Cet avis met en évidence l'utilisation active de logiciels espions dans différentes régions du monde. Ces recherches peuvent contribuer à la surveillance constante de ces exploits, et Jamf Threat Labs tient à les partager avec la communauté de la sécurité.

Pour protéger les organisations et les personnes qui ont été ciblées, nous avons anonymisé certains détails, mais cela ne change rien aux résultats de l'analyse qui, eux, sont intacts.

Ce que nous savons

  • Des logiciels espions ciblés ont été identifiés dans des attaques menées dans le monde entier.
    • Au cours des six derniers mois, des utilisateurs de plusieurs régions ont été touchés par des spywares.
    • Dans chaque cas, les personnes visées présentaient un risque élevé d'attaque ciblée.
    • Chaque scénario d'attaque a donné lieu à des indicateurs de compromission uniques.
    • La diversité du matériel et des logiciels compromis confirment que de nouveaux exploits surgissent sans cesse au fil de la publication des correctifs de sécurité, et la population d'appareils vulnérables augmente sans cesse.
  • Apple surveille activement les appareils pour détecter toute compromission.
    • Dans le cadre de sa collaboration avec Jamf Threat Labs, Apple a informé l'un des utilisateurs compromis et a confirmé une activité inhabituelle sur l'appareil.notified
    • Tous les utilisateurs concernés par le logiciel espion n'ont pas été contactés par Apple, signe qu'il est extrêmement difficile de maintenir une liste exhaustive des IOC et d'extraire les données utiles à distance.
  • Les personnes et les organisations à haut risque ne mènent pas systématiquement d'enquête approfondie suite à la découverte d'indicateurs de menaces ou de problèmes.
    • Certaines organisations le font pour confirmer les attaques.
    • D'autres décident d'effacer l'appareil aux premiers signes d'IOC, sans procéder à une analyse complète.
    • Ce manque de méthode est un frein à des recherches approfondies sur les attaques émergentes.

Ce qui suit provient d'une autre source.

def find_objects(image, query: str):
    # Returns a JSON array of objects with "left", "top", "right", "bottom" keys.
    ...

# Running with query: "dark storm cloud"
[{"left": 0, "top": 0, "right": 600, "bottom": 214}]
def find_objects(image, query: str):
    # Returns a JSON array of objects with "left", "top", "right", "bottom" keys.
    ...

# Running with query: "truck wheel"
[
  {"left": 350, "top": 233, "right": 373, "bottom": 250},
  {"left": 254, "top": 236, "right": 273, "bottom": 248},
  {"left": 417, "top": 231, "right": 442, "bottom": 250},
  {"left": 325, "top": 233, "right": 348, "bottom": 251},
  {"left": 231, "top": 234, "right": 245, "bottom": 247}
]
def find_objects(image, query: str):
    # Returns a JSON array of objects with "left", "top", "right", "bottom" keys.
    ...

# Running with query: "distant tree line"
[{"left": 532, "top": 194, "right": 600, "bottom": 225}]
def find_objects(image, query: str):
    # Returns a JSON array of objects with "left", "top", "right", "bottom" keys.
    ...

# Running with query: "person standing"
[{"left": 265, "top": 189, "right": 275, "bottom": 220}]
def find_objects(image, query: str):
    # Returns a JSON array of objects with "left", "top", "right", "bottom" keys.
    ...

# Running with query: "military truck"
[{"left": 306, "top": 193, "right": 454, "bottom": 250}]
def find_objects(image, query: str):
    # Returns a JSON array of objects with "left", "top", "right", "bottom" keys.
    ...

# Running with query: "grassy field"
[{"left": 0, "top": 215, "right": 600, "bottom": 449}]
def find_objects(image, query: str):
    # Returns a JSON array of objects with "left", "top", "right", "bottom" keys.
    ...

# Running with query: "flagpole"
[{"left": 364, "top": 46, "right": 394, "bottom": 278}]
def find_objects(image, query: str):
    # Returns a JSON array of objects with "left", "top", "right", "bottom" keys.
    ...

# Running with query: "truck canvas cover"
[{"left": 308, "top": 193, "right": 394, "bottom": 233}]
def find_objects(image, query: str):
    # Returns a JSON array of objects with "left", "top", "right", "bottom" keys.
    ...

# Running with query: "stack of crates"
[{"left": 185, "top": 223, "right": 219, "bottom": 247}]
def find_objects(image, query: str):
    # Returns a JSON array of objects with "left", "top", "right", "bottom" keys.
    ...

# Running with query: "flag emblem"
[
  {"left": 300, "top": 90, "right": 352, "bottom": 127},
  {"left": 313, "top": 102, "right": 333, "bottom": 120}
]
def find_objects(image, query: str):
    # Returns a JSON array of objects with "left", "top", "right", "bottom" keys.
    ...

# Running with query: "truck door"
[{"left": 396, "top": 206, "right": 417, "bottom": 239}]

Vérifier une infection par spyware mobile

Le premier appareil que nous allons examiner est l'iPhone 12 Pro Max d'un militant des droits de l'homme basé au Moyen-Orient. L'appareil était utilisé comme outil de communication quotidien. Nous l'appellerons par la suite l'iPhone du Moyen-Orient.

Un IOC connu

L'analyse de Jamf Threat Labs a révélé des traces du processus « libtouchregd ». Selon Amnesty International, ce nom de processus est un IOC associé au logiciel espion Pegasus.

Certes, on ne peut jamais exclure la possibilité qu'un autre acteur malveillant réutilise délibérément le même nom de processus pour brouiller les pistes. Mais cette hypothèse reste peu probable dans le cas de l'iPhone du Moyen-Orient, pour les raisons suivantes :

  • Un autre malfaiteur n'a aucun intérêt à donner à son processus un nom connu, car cela pourrait faciliter la découverte de son attaque et donc la destruction de la chaîne d'exploitation.
  • Jamf Threat Labs a déterminé que l'attaque contre l'iPhone du Moyen-Orient s'est produite trois mois avant la publication des IOC par Amnesty International.before Cela réduit considérablement la probabilité qu'un tiers imite le processus décrit dans le rapport d'Amnesty.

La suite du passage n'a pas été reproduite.